The hope was that in the extremely rare decays, some effect of exotic physics will become apparent. The NA62 experiment at CERN looked at exactly that and they now report on the analysis of two years' worth of data. The team did indeed see this extremely rare kaon decay, where the kaon turns into a pion (another two-quark particle) and two neutrinos.
Out of 6 trillion kaon decays, the team detected 17 of these particular events. The results were measured to a 30 percent precision and are broadly consistent with the Standard Model of Particle Physics.
“This kaon decay process is called the ‘golden channel’ because of the combination of being both ultra-rare and excellently predicted in the Standard Model. It is very difficult to capture and holds real promise for scientists searching for new physics,” Professor Cristina Lazzeroni, a particle physicist at the University of Birmingham and spokesperson for NA62, said in a statement.
“This is the first time we have been able to obtain significant experimental evidence for this decay process.

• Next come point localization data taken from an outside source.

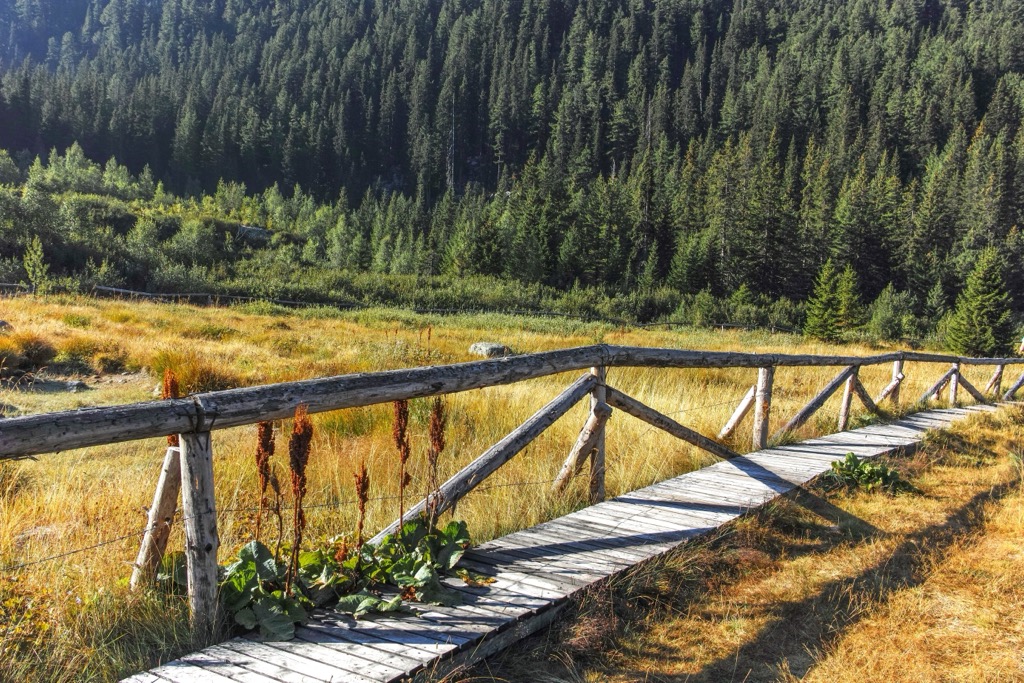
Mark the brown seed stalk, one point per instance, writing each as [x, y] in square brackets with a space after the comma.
[361, 496]
[438, 420]
[264, 451]
[400, 434]
[298, 454]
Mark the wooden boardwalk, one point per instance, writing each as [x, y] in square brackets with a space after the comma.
[538, 569]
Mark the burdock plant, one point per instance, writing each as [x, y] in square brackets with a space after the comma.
[264, 451]
[400, 434]
[170, 390]
[438, 418]
[298, 454]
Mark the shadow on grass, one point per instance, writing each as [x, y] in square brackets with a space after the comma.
[800, 629]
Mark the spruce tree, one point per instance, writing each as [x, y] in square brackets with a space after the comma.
[981, 324]
[823, 306]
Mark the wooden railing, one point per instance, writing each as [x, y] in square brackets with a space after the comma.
[188, 468]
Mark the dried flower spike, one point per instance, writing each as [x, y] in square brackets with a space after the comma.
[170, 390]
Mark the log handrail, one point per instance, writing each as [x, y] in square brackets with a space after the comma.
[52, 432]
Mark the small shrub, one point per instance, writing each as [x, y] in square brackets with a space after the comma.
[852, 472]
[110, 361]
[76, 321]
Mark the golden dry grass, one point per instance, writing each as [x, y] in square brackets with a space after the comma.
[909, 588]
[76, 500]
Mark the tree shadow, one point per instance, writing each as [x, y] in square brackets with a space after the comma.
[799, 630]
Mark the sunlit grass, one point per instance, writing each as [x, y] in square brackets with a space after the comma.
[76, 500]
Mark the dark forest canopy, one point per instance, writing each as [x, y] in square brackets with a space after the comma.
[623, 144]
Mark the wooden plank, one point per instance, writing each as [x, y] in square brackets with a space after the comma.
[348, 662]
[200, 522]
[744, 407]
[597, 466]
[224, 668]
[650, 416]
[935, 389]
[295, 664]
[762, 409]
[845, 404]
[586, 442]
[864, 397]
[363, 645]
[815, 403]
[53, 432]
[970, 388]
[470, 476]
[273, 671]
[160, 516]
[184, 672]
[995, 383]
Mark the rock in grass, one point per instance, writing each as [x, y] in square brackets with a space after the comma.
[489, 349]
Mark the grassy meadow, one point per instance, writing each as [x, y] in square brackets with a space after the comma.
[74, 619]
[833, 587]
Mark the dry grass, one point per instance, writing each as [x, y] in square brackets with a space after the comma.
[74, 500]
[868, 588]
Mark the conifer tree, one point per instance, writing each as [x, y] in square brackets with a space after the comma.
[851, 311]
[981, 324]
[823, 306]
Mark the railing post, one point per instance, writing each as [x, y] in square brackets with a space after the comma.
[954, 384]
[200, 521]
[995, 384]
[158, 527]
[598, 396]
[844, 409]
[762, 406]
[897, 378]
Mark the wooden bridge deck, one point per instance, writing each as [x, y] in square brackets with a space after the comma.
[538, 569]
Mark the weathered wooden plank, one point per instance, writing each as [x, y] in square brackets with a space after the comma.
[865, 398]
[995, 383]
[291, 662]
[737, 416]
[470, 476]
[161, 515]
[586, 442]
[270, 670]
[224, 668]
[200, 522]
[408, 648]
[597, 466]
[184, 672]
[762, 408]
[347, 662]
[367, 647]
[971, 389]
[935, 389]
[650, 416]
[75, 429]
[847, 402]
[815, 403]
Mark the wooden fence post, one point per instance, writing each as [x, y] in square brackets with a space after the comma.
[744, 407]
[597, 469]
[159, 522]
[844, 408]
[762, 406]
[200, 521]
[898, 379]
[995, 384]
[954, 385]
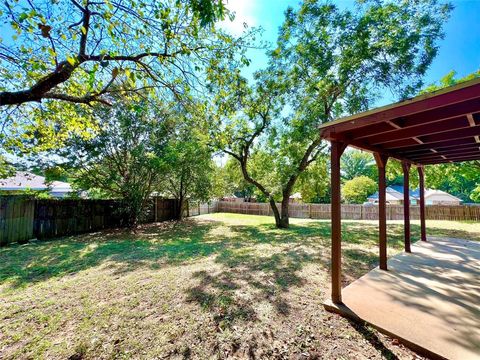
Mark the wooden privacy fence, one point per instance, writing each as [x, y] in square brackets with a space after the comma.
[16, 219]
[22, 219]
[355, 211]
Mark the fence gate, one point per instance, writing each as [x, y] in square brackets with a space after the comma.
[16, 219]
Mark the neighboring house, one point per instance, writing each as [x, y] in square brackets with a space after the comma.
[295, 198]
[432, 197]
[394, 197]
[23, 181]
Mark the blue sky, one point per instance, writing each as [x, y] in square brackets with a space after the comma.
[459, 51]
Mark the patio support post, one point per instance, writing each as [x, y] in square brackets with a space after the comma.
[337, 149]
[381, 161]
[421, 181]
[406, 204]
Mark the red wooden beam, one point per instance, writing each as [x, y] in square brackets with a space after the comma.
[421, 186]
[426, 117]
[439, 155]
[450, 144]
[457, 94]
[381, 161]
[406, 205]
[444, 137]
[336, 151]
[419, 131]
[442, 150]
[457, 159]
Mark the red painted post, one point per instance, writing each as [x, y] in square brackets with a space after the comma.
[421, 178]
[381, 161]
[406, 205]
[337, 149]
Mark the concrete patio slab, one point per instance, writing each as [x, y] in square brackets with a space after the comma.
[429, 299]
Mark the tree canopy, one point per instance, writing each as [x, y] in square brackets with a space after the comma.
[328, 62]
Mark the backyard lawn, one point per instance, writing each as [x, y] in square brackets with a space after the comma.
[214, 286]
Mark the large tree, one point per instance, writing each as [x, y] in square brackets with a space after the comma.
[57, 57]
[125, 158]
[189, 167]
[74, 50]
[329, 62]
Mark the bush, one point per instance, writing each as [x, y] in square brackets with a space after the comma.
[357, 190]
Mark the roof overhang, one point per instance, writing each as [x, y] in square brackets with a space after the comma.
[438, 127]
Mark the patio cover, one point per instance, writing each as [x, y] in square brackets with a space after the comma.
[438, 127]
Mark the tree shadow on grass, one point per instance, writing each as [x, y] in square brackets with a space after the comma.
[155, 245]
[372, 337]
[152, 246]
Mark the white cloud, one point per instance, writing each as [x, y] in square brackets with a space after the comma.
[244, 14]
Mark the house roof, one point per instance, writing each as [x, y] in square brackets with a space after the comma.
[433, 192]
[23, 180]
[395, 192]
[438, 127]
[295, 196]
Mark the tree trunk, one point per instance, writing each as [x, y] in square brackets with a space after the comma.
[180, 208]
[276, 213]
[284, 220]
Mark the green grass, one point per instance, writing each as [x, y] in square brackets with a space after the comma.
[218, 285]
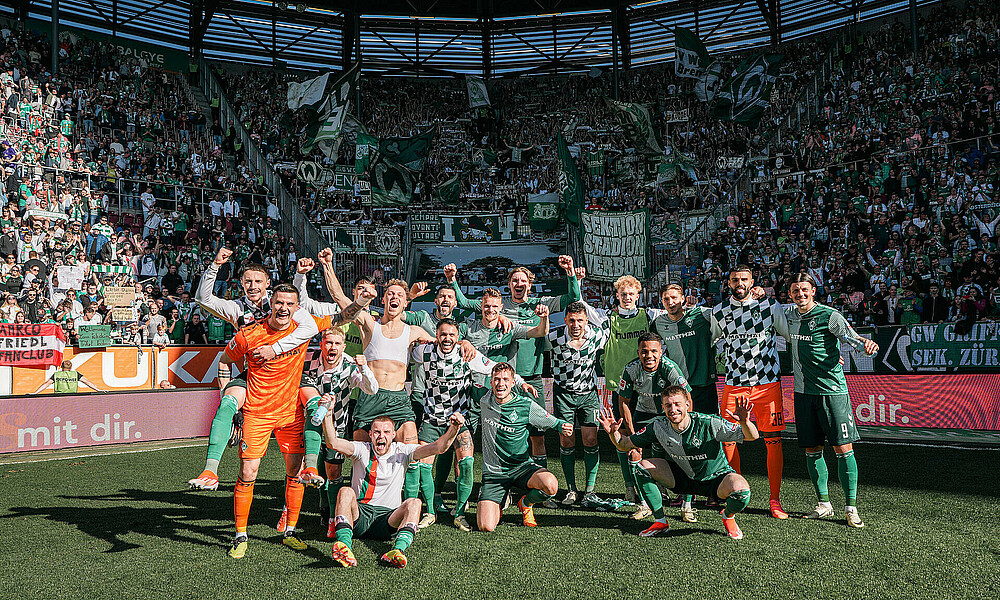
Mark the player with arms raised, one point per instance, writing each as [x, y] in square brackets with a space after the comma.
[450, 383]
[272, 405]
[520, 308]
[822, 406]
[253, 306]
[692, 442]
[373, 506]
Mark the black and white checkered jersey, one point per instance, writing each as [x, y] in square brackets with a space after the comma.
[448, 380]
[338, 381]
[572, 369]
[748, 330]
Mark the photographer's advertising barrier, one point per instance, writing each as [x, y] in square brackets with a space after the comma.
[77, 420]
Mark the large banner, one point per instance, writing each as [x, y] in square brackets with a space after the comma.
[31, 345]
[616, 244]
[478, 229]
[78, 420]
[125, 368]
[365, 239]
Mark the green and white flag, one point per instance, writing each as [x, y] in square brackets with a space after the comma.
[324, 130]
[691, 56]
[450, 190]
[708, 82]
[745, 96]
[570, 184]
[478, 96]
[308, 93]
[543, 210]
[393, 166]
[638, 125]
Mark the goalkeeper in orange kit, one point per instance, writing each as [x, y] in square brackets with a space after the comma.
[272, 405]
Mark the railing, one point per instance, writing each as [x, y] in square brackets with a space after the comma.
[295, 224]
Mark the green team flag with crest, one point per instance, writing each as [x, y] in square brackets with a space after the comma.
[392, 166]
[326, 124]
[543, 210]
[745, 96]
[691, 57]
[638, 125]
[570, 184]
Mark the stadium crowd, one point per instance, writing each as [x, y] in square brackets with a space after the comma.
[113, 178]
[887, 199]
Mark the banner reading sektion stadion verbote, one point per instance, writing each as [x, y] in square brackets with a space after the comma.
[615, 244]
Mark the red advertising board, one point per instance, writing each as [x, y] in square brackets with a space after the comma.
[77, 420]
[940, 400]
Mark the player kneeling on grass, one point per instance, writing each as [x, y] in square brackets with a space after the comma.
[506, 416]
[693, 442]
[373, 506]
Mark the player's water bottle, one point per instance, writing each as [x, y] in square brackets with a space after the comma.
[320, 414]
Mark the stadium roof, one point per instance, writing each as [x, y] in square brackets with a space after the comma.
[453, 37]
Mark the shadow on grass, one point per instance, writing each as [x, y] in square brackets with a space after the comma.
[110, 517]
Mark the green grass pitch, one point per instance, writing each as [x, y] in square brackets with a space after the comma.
[124, 526]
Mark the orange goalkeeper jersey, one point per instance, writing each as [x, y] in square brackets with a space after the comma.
[272, 385]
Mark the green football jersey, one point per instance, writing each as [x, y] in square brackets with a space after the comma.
[530, 352]
[623, 345]
[813, 340]
[505, 431]
[646, 387]
[688, 342]
[698, 449]
[496, 345]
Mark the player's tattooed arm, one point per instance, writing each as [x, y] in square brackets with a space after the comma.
[612, 428]
[330, 278]
[542, 329]
[444, 442]
[357, 307]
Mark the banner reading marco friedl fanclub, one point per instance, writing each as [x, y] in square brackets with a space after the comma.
[616, 244]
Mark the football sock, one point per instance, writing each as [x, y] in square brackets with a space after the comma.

It is an exciting moment because it is a fundamental step towards capturing the precise measurement of the decay and identifying possible deviations from the Standard Model.”
The collaboration is planning to collect more data from next year until 2024. The experiment is being upgraded and more data will be available. The larger data set will hopefully push the precision to around 10 percent. Currently, it is unknown if this will be enough to see a deviation from the Standard Model, but researchers are already working on ways to push that precision even further and catch more glimpses of what’s beyond our physics theories.